但她的心無法因丈夫、大哥的保證而安定。她仍是擔心,倘若天有不測風雲,倘若人有旦夕禍福……實在有太多的倘若了。
「別擔心。」司徒青城輕輕摟住她安慰道,「我們的兒子很聰明,能力也很強,他一定會平安回來的。」
「沒錯。」司徒成光也跟著附和,「這個聰明的小子瞞了我們九年,實在是個深藏不露的傢伙,誰曉得他還有什麼本事是我們不知道的。」他笑著說,心中卻極苦澀,弟弟一家人即將有美好的結局。而他呢?兒子離家至今毫無音訊,眼看二十五年前的預言已經成真,難道他就只能乖乖地認命嗎?

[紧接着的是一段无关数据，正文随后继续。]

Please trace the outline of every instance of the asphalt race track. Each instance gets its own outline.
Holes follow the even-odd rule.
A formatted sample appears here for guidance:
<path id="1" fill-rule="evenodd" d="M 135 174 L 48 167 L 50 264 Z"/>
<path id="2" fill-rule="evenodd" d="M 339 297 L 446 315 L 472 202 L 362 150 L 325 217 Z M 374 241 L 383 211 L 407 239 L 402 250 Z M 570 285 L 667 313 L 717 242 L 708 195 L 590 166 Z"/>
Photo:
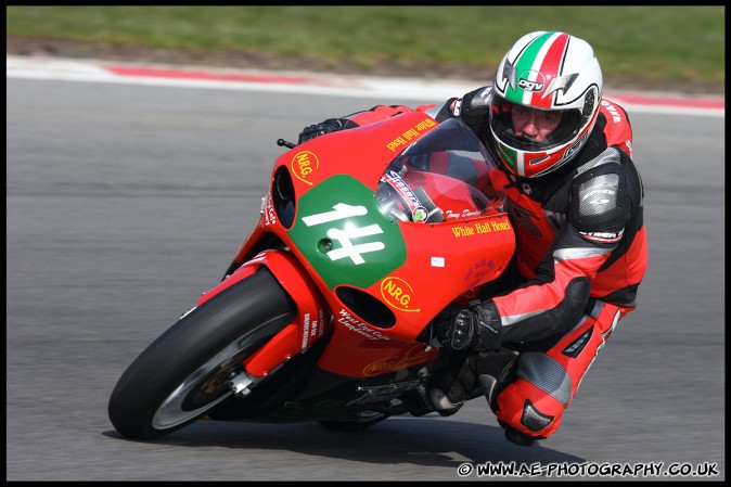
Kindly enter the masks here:
<path id="1" fill-rule="evenodd" d="M 549 440 L 509 444 L 474 400 L 360 434 L 198 422 L 143 443 L 114 431 L 112 388 L 222 277 L 275 140 L 400 101 L 10 77 L 7 101 L 8 480 L 724 479 L 723 117 L 630 113 L 649 274 Z M 564 476 L 458 475 L 499 462 Z M 717 475 L 652 475 L 674 465 Z"/>

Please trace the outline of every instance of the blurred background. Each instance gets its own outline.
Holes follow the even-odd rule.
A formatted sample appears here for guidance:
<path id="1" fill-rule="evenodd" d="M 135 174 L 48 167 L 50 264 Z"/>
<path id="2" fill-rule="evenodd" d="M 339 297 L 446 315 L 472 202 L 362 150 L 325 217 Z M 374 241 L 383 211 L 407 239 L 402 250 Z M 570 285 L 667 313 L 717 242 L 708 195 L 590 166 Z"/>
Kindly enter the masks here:
<path id="1" fill-rule="evenodd" d="M 724 92 L 726 8 L 7 7 L 7 53 L 491 79 L 523 34 L 589 41 L 613 89 Z"/>

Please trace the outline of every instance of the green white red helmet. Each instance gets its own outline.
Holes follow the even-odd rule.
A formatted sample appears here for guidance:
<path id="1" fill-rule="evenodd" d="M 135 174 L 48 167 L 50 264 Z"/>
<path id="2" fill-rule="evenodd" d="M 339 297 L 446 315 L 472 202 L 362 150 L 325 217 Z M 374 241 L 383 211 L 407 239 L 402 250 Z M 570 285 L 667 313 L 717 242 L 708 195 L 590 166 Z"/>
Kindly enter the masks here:
<path id="1" fill-rule="evenodd" d="M 498 67 L 490 103 L 490 130 L 505 168 L 536 178 L 570 161 L 594 127 L 602 87 L 602 69 L 585 40 L 547 31 L 518 39 Z M 561 124 L 542 142 L 516 137 L 515 105 L 559 111 Z"/>

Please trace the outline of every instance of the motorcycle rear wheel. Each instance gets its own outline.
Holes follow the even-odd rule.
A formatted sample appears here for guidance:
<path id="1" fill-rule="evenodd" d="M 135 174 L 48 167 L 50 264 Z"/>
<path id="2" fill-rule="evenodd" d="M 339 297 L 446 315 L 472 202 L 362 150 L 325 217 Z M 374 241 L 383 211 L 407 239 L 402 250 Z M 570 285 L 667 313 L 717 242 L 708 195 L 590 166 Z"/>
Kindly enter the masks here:
<path id="1" fill-rule="evenodd" d="M 261 268 L 184 315 L 119 377 L 108 402 L 114 427 L 153 439 L 203 416 L 232 394 L 241 362 L 296 317 L 296 305 Z"/>

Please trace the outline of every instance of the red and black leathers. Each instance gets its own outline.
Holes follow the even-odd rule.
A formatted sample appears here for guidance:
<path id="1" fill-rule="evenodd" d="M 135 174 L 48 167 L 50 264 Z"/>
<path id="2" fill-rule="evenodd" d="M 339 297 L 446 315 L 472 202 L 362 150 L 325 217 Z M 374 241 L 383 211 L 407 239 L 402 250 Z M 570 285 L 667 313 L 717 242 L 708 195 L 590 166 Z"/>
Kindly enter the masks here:
<path id="1" fill-rule="evenodd" d="M 441 121 L 463 118 L 496 162 L 484 87 L 443 105 L 420 106 Z M 458 108 L 458 110 L 456 110 Z M 411 111 L 380 105 L 347 118 L 358 125 Z M 480 123 L 482 120 L 482 123 Z M 589 140 L 567 164 L 547 176 L 518 179 L 495 170 L 517 234 L 512 287 L 490 299 L 503 344 L 521 353 L 512 373 L 491 395 L 501 424 L 533 437 L 555 432 L 564 409 L 618 320 L 636 307 L 647 266 L 643 189 L 631 159 L 626 112 L 603 99 Z M 500 164 L 500 163 L 499 163 Z M 492 286 L 495 289 L 495 286 Z M 479 371 L 477 371 L 479 373 Z"/>

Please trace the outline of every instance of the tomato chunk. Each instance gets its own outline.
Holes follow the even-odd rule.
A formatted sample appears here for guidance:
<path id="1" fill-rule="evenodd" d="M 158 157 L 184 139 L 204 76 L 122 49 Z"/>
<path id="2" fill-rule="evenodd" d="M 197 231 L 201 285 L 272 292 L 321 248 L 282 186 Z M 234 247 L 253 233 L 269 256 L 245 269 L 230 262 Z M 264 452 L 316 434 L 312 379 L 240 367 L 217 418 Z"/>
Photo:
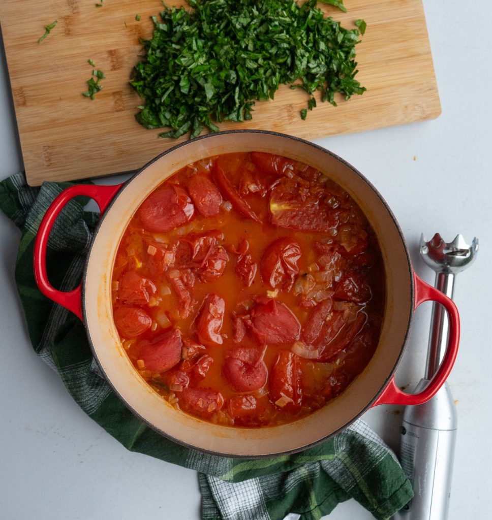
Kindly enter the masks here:
<path id="1" fill-rule="evenodd" d="M 333 296 L 347 302 L 363 303 L 371 299 L 371 288 L 362 273 L 349 272 L 338 282 Z"/>
<path id="2" fill-rule="evenodd" d="M 222 197 L 217 187 L 204 175 L 191 178 L 188 190 L 196 209 L 204 217 L 218 215 L 222 203 Z"/>
<path id="3" fill-rule="evenodd" d="M 238 347 L 227 353 L 222 373 L 236 392 L 254 392 L 264 385 L 268 372 L 263 361 L 263 352 Z"/>
<path id="4" fill-rule="evenodd" d="M 332 310 L 331 298 L 320 302 L 311 311 L 302 331 L 302 341 L 307 345 L 314 345 L 321 334 L 323 327 Z"/>
<path id="5" fill-rule="evenodd" d="M 265 250 L 260 261 L 260 272 L 265 283 L 288 292 L 299 272 L 297 261 L 300 246 L 287 237 L 274 240 Z"/>
<path id="6" fill-rule="evenodd" d="M 146 305 L 157 290 L 152 280 L 135 271 L 128 271 L 119 281 L 118 298 L 130 305 Z"/>
<path id="7" fill-rule="evenodd" d="M 180 405 L 185 410 L 203 417 L 210 417 L 224 406 L 220 392 L 209 388 L 184 388 L 180 396 Z"/>
<path id="8" fill-rule="evenodd" d="M 300 359 L 294 353 L 281 350 L 272 367 L 270 399 L 291 413 L 299 411 L 302 401 Z"/>
<path id="9" fill-rule="evenodd" d="M 281 345 L 299 339 L 300 324 L 284 303 L 270 300 L 258 303 L 251 311 L 252 332 L 262 345 Z"/>
<path id="10" fill-rule="evenodd" d="M 270 195 L 272 223 L 297 230 L 330 231 L 335 227 L 338 218 L 325 202 L 329 196 L 322 188 L 303 186 L 295 179 L 283 178 Z"/>
<path id="11" fill-rule="evenodd" d="M 276 175 L 285 175 L 288 173 L 292 175 L 295 161 L 291 159 L 264 152 L 252 152 L 250 157 L 262 172 Z"/>
<path id="12" fill-rule="evenodd" d="M 164 372 L 180 362 L 182 346 L 181 333 L 173 329 L 152 342 L 144 342 L 140 347 L 138 356 L 147 370 Z"/>
<path id="13" fill-rule="evenodd" d="M 367 320 L 364 313 L 359 313 L 351 323 L 344 327 L 337 337 L 324 346 L 317 360 L 329 361 L 341 352 L 360 332 Z"/>
<path id="14" fill-rule="evenodd" d="M 195 323 L 198 339 L 206 346 L 221 345 L 222 337 L 220 331 L 224 321 L 225 303 L 213 293 L 208 294 L 204 300 Z"/>
<path id="15" fill-rule="evenodd" d="M 152 193 L 138 209 L 142 225 L 155 233 L 169 231 L 187 222 L 195 207 L 186 191 L 171 185 Z"/>
<path id="16" fill-rule="evenodd" d="M 243 217 L 250 218 L 256 222 L 260 222 L 260 219 L 249 207 L 249 204 L 239 197 L 236 189 L 226 176 L 224 166 L 225 165 L 223 165 L 220 161 L 217 160 L 213 166 L 214 177 L 222 194 L 231 201 L 232 205 Z"/>
<path id="17" fill-rule="evenodd" d="M 152 324 L 152 318 L 137 307 L 119 307 L 115 310 L 114 318 L 118 332 L 125 337 L 140 336 Z"/>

但風采玲的心情並沒有改善多少,可是她一個弱女子又能如何?無奈地她#點頭。
「希望當年的悲劇不會再重演一次。」她衷心說道。
誰又何嘗不希望呢?
T_T司徒大哥拜別:
非不知兄恩義長,非不知汝憐妹情深。奈何吾卑微低賤,禁不住眾情盛恩。如今,卻又名節盡喪,辜負兄長殷切期望,苦心維護。
慚愧!
如今,只能天涯路上我獨行,盼能再尋一村柳暗花明。兄切莫追尋,成全妹區區心願。
臨行,取兄百銀兩,來日定悉數奉還。
盼祈見諒,不勝感激。
妹沅青留筆
瞪著桌巾上驚心觸目的幾行血字,馮雲只覺得全身如置萬年冰窖,竟無一點暖意。
她走了,沒留一字半語給他,只丟下濃濃恨意讓他悔恨不已。而她還帶走了他的孩子,獨自剩下他啃噬痛苦。
「沅青,你好狠。」他喃喃低語。
為什麼她不等他回來?他會向她懺悔,盡他一切所能地彌補,讓她以後衣食無缺,而他——會疼她一輩子,愛她一生。
但如今,一切都完了。
她已經走了,去尋找另一村的柳暗花明。
一隻手重重地搭上他的肩。
馮雲抬起茫亂的眼睛,視而不見地瞪著緊蹩著眉頭的方大夫:「你就是那姑娘肚子裡孩子的爹?」語氣中肯定地意味高於詢問甚多。
馮雲也不否認,隨即肯定的點頭,但臉上仍充滿哀傷。
方大夫搖搖頭,惋惜地歎了一聲:「看來你也滿喜歡那姑娘的,怎麼會把事情弄到如此情況呢?」
「因為……我……我是個傻瓜。」他黯然說道。
方大夫搖搖頭,這情之一物真是害苦了人。瞧,原本意氣風發,自信滿滿的一個有為的年輕人,如今卻為了一個「情」字流失了風采而憔悴,整個人恍如失了魂魄般,直喃喃自己是個傻瓜,天下第一字號大白癡。
唉!他又歎了口氣。
不忍見他如此自責而難過,他忍不住提醒道:「你為什麼不去追她?雖然她走了將近一天了,但一個姑娘家的腳程畢竟快不了多少。」